Wie H. sein Gift an potentielle Opfer bringen wollte, ist noch unklar. Neben dem Toxin wurden in der Wohnung des Tunesiers auch Muttern und Angelhaken gefunden – möglicherweise Bestandteile einer entsprechenden Bombe. Doch Experten wie der Toxikologe Ralf Stahlmann von der Berliner Charité bezweifeln, daß ein Sprengsatz im Falle der Anwendung überhaupt die gewünschte Wirkung erzielt hätte. „Ich würde vermuten, daß das Rizin durch die Hitzeentwicklung bei einer Explosion zerstört würde“, sagte er  dem Sender n-tv.de.
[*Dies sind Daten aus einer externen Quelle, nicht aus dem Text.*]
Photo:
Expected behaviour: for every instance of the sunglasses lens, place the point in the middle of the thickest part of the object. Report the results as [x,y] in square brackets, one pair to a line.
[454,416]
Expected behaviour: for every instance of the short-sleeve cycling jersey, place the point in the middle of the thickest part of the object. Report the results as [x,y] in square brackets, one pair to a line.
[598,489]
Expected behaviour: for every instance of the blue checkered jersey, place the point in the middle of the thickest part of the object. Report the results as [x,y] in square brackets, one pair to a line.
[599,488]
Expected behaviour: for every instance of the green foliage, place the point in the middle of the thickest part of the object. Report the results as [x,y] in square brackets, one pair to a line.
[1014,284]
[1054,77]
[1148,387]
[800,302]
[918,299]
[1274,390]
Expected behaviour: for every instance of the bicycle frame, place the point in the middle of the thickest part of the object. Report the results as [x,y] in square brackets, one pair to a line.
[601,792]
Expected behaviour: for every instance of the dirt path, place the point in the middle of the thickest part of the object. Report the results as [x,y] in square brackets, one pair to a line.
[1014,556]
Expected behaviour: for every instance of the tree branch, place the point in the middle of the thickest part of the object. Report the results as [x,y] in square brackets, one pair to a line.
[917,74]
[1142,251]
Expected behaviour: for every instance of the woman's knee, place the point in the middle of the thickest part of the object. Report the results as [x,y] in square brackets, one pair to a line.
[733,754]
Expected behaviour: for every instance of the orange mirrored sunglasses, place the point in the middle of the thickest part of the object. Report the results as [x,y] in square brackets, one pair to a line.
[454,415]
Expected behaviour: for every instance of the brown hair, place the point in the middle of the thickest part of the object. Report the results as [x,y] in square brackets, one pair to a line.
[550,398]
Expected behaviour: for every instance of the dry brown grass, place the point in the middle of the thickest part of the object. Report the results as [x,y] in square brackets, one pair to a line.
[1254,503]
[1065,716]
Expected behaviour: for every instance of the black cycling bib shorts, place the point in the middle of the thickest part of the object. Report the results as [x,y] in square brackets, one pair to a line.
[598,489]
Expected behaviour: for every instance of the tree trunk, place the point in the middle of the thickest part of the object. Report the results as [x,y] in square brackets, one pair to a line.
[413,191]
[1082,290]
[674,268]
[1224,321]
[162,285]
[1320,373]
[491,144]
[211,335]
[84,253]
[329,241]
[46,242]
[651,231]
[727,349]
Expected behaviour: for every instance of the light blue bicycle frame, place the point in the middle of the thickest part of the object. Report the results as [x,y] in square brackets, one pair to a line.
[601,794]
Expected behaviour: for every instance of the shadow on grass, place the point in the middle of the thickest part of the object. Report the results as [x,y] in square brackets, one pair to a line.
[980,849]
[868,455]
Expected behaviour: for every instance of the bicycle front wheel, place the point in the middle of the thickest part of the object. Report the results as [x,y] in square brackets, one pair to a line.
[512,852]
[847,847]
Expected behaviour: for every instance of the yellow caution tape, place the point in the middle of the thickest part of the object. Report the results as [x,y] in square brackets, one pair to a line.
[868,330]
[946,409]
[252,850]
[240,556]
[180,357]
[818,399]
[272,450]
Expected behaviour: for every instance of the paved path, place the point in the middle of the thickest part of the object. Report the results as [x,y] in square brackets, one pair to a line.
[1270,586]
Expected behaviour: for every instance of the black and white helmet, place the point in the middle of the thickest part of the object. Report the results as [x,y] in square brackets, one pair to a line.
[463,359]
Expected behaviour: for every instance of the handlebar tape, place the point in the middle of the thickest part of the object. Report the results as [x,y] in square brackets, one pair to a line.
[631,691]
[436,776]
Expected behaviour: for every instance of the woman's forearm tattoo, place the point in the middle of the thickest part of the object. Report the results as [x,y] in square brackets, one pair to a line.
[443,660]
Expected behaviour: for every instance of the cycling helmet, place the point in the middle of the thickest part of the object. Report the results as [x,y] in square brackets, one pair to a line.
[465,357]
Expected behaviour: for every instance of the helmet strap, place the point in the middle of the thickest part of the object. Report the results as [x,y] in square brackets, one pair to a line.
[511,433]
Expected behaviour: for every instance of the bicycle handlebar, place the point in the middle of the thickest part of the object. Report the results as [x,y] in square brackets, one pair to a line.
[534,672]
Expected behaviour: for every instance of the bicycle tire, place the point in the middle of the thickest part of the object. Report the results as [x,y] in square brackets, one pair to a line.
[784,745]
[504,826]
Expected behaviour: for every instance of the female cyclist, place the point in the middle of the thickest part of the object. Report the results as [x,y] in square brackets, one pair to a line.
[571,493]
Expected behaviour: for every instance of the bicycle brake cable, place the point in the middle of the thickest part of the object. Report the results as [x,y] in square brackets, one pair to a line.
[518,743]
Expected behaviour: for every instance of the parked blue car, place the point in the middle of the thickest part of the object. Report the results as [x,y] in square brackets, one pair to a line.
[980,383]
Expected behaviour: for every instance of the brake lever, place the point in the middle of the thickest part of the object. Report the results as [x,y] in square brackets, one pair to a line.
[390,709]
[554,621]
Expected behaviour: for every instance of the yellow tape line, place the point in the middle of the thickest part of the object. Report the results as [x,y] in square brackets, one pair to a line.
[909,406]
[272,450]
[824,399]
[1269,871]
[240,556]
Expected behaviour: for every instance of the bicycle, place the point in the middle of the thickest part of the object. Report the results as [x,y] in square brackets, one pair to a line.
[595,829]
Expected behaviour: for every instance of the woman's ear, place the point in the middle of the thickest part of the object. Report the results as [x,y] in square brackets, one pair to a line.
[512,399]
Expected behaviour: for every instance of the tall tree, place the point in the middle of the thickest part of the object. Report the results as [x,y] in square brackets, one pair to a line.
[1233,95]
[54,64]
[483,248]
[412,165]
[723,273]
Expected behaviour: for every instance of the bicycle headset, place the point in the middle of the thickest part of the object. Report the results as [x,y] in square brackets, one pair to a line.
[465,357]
Wie genau der Plan H.s am Ende auch aussah: Sein Fall zeigt, daß sich islamistische Terroristen in ihrer Methodik stetig weiterentwickeln – und es nicht etwa bei Messerangriffen, Selbstmordanschlägen oder LKW-Attentaten belassen. Immer häufiger treten Fälle auf, bei denen die Beschuldigten die für ihren Anschlag nötigen Mittel einfach und ganz legal im Internet bestellen. Daß H. mit seiner Idee, im terroristischen Kampf auf biologische Vernichtungswaffen zu setzen, am Ende ein Einzelfall bleibt: eher unwahrscheinlich. Laut Medienberichten gewann er das Rizin mit Hilfe einer Anleitung des IS. Und erst vor wenigen Wochen hatten französische Sicherheitskräfte zwei Brüder ägyptischer Abstammung festgenommen, die möglicherweise ebenfalls einen Rizin-Angriff geplant hatten.

Einen erfolgreichen islamistischen Anschlag dieser Art gab es bisher jedoch nicht. Nur im Kalten Krieg brachte es der Stoff schon einmal zu weltweiter Berühmtheit. 1978 war dem oppositionellen bulgarischen Exil-Schriftsteller Georgi Markow ein mit Rizin präparierter Regenschirm in die Wade gerammt worden. Er starb vier Tage später an Herzversagen. Ein Einzelfall. Es dürfte sich – so steht zu befürchten – bei dem nun verhinderten nicht um den letzten  Versuch gehandelt haben, Rizin auch als terroristische Massenvernichtungswaffe einzusetzen.